Correction Appended

A group of prominent conservative alumni has joined the chorus of critics of Yale’s decision to remove caricatures of Muhammad from an upcoming book about the 2005 Danish cartoon controversy.

[ydn-legacy-photo-inline id=”9984″ ]

John Bolton ’70 LAW ’74, the former U.S. ambassador to the United Nations, and a group of other graduates who call themselves the Yale Committee for a Free Press, is currently circulating a letter to the editor of the Yale Alumni Magazine that renounces the “shameful censorship.” The group is asking for other graduates to sign the letter and to call on the University to publish “The Cartoons that Shook the World” with the cartoons that shook the world intact.

But Jytte Klausen, the Brandeis University professor who wrote the book, said the effort is coming too late. The book, she said, is already being printed and will be published in a few weeks. The original schedule for publication would have made the book available in November.

Even still, Bolton said “the whole episode was an example of intellectual cowardice.”

“To publish a book on the controversy around the cartoons and not publish the cartoons is just mindboggling,” he said in an interview Wednesday. “If they were scared they should’ve just not published the book.”

Or, as David Frum ’82 GRD ’82, the former speechwriter to George W. Bush ’68, put it, Yale should have just reversed its decision.

“Every organization does things that in retrospect don’t look like good decisions,” said Frum, who signed the letter that was written by Michael Steinberg ’74, a lawyer. “When you haven’t made a good decision it is a sign of maturity and wisdom to reconsider.”

For his part, Steinberg, who is senior counsel at the law firm Morgan, Lewis & Bockius, said he was compelled to write the letter because he was shocked that his alma mater, “one of the leading universities in the world, would be the first to take the step of censoring a book in order to appease potential extremists around the world in the absence of any threat.”

Bolton put things more bluntly: “The fascists have won.”

Klausen added that the experts Yale consulted with about the matter would have had little experience in predicting when a terrorist attack would occur.

But Bolton, speaking by phone, had an entirely different point of view. Instead of consulting with diplomatic experts, he said, Yale should have just called the police.

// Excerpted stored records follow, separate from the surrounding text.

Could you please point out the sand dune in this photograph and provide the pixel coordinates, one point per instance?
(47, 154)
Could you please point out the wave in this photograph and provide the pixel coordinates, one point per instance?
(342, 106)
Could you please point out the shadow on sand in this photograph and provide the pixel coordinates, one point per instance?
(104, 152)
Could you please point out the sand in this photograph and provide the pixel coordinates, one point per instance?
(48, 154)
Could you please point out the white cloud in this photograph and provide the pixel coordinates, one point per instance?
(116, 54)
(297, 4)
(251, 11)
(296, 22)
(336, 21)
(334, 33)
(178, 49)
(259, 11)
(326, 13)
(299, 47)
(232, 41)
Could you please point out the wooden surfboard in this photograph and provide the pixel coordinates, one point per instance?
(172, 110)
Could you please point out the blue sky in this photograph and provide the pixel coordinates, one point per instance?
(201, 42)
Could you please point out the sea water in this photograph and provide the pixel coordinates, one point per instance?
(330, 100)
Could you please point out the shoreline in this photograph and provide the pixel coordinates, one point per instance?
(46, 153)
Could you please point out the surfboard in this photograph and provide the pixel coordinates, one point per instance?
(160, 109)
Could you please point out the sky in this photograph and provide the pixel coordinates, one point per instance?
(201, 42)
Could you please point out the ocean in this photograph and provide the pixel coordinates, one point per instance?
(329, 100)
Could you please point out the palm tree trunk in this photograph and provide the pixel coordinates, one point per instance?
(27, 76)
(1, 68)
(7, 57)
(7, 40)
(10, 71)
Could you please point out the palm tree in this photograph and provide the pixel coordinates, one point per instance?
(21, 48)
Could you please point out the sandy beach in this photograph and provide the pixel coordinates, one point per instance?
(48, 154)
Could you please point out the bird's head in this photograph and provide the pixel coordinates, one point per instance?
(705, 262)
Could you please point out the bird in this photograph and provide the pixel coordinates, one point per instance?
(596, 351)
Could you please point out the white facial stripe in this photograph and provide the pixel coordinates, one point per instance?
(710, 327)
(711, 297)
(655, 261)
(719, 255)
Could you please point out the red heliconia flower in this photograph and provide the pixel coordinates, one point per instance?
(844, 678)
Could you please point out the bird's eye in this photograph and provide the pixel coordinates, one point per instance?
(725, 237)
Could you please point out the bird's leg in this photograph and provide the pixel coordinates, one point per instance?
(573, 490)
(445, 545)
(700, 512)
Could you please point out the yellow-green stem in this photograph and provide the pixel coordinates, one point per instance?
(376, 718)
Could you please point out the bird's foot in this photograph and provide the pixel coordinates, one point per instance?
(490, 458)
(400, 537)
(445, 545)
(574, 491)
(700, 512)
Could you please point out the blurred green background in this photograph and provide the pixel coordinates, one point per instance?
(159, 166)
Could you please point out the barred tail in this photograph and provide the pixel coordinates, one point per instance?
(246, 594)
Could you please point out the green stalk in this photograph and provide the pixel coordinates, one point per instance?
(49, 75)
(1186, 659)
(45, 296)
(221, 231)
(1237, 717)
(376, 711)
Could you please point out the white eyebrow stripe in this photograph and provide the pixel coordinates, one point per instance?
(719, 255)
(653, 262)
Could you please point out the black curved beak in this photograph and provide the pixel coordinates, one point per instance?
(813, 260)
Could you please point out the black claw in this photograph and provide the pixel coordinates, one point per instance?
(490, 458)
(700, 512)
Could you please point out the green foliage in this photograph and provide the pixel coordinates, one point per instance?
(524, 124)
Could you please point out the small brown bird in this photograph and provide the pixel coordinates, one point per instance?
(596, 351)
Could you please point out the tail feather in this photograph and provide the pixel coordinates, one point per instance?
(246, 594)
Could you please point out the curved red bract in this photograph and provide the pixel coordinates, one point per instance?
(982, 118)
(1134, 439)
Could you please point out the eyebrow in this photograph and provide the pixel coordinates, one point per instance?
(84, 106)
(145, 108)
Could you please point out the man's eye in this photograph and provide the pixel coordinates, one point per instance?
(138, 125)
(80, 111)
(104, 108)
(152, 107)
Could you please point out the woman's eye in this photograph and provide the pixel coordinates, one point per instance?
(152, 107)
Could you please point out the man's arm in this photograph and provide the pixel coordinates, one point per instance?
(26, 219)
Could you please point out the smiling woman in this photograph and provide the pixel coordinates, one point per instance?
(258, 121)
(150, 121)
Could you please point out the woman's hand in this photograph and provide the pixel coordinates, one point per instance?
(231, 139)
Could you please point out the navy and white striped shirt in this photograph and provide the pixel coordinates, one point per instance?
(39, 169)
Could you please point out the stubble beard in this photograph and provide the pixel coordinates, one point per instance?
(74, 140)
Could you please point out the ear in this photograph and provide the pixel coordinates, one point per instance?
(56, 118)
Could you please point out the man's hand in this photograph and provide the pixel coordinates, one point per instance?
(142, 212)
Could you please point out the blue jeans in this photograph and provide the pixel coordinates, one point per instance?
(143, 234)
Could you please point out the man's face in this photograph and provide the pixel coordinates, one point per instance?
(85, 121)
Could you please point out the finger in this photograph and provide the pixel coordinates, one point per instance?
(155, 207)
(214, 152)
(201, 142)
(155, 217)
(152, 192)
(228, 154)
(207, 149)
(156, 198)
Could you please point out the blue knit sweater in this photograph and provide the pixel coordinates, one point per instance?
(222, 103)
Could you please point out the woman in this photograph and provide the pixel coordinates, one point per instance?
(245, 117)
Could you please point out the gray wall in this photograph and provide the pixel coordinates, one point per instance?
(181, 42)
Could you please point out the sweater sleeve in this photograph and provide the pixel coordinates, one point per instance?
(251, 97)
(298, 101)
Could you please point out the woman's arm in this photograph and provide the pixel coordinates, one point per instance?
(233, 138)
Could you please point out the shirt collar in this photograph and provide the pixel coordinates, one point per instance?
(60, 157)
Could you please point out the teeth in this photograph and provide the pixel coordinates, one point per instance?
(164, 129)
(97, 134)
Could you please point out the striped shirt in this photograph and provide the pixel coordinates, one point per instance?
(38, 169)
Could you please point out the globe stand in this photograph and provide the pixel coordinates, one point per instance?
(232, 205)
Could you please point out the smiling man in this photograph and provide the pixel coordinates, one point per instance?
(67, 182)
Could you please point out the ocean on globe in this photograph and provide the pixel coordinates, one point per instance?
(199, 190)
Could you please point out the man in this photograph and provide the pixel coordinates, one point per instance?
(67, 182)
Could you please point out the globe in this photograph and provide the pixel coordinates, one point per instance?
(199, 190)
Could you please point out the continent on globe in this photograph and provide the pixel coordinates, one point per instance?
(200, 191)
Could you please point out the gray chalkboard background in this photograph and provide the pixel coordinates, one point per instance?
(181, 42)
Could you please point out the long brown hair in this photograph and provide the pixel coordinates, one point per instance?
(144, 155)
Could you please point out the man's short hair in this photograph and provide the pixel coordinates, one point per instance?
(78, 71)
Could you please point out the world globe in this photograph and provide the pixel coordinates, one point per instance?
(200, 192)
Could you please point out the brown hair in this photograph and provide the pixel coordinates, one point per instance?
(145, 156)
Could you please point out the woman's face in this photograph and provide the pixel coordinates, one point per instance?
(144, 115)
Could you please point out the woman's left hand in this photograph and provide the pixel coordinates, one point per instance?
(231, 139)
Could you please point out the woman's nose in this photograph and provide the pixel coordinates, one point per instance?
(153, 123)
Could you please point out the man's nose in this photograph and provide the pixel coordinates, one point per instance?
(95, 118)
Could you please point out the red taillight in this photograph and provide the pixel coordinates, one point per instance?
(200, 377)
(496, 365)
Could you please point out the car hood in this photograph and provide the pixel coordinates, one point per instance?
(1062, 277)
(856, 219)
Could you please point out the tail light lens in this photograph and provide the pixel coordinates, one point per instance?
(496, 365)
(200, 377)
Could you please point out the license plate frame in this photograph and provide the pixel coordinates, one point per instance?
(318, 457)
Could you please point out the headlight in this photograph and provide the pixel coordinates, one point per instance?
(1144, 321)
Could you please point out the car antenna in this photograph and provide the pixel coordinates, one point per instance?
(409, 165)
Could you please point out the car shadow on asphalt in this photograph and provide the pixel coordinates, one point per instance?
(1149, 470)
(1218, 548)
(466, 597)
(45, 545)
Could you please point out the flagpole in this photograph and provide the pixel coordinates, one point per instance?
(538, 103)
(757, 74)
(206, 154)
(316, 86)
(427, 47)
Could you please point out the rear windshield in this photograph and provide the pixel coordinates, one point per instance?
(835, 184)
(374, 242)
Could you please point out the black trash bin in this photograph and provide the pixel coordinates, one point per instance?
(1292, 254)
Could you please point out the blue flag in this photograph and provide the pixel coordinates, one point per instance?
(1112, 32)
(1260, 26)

“If Yale had a concern about somebody behaving illegitimately they should go to the local law enforcement and say we’re worried and we think we need protection,” he said. “That’s why you have police forces; presumably that’s why Yale has a security force.”

Yale officials, of course, see the matter differently. While John Donatich, the director of the Yale University Press, did not respond to a request for comment Wednesday, University President Richard Levin said in a recent interview that the University acted prudently and was faced with a “situation where two important values come into conflict.”

“The decision that was made was a reasonable one and the right one,” Levin said. “It was not an easy call.”

Steinberg said the call could have been easier for Yale if it had just stayed true to its mission as an educational institution. He said he cannot think of another instance in which a university press censored a publication because it feared a potential terrorist attack.

“As far as I know this is entirely unique,” Steinberg said. “That the campus of Nathan Hale should be the place where censorship in America begins is just horrifying.”

Correction, Sept. 4, 2009: The story “Cartoon controversy escalates” was imprecise in its characterization of the membership of the Yale Committee for a Free Press, a group of alumni who are criticizing Yale’s decision to remove caricatures of Muhammad from an upcoming book about the 2005 Danish cartoon controversy. While several prominent conservative alumni are among the group’s members, the group itself is nonpartisan.